You should check out the posters/talks abstracts at the various counseling conferences (typically a downloadable PDF on the conference's website), as often the initial data is talked about there, and then a year or two later it'll get published.
 
Thanks for the additional input. I'm going to play dumb here for a second. What, exactly, am I then looking for when I peruse the literature and/or conference abstracts? I've looked at literature with an eye on potential schools and mentors, as well as background for my own research of course. I've never looked at it for future employment or work, though. Am I just looking for what research is 'trending' in the field (so to speak)? Am I looking for where the research is done, to scope out future locations where I can seek to be employed? And, if the latter, am I looking for those things so that I can shape my upcoming doctoral program research to 'fit' my future career goals?
 
would you be at all interested in maybe going in an epidemiological/social determinants of health/mental health policy direction? (dunno if there'd even be scope for that, in your program...) where i am, nodes of research exist at hospitals/big community health centres (eg, here), independent research institutes/agencies, & gov't. another thought (again, more social/infrastructural stuff; same potential employers/clients): knowledge transfer/exchange (within or across organizations & gov't; translating research for policy-makers, eg through a consultancy) and/or health informatics < (not just for managerial/bean counting types; also, can imagine industry applications - apps; mobile tech)

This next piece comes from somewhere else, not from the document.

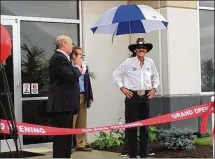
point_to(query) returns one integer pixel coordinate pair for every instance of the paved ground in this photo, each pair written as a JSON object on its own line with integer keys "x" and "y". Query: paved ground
{"x": 94, "y": 154}
{"x": 76, "y": 154}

but, difficult to guess the direction of political/economic winds, and prob a bad idea to lean your research too heavily on projected demand, without a genuine interest in it.

*nb: i am an NPH (non profit hack) just beginning a career change, still clueless myself

edit: if you'd go to the dark side: there are also, as i'm sure you're aware, monstrous, mystical super-organizations that have coopted traditionally public functions (eg serco). and the similarly shaped global management consultancies that serve them. can't see any of them dying. am sure there is room for health stuff in there.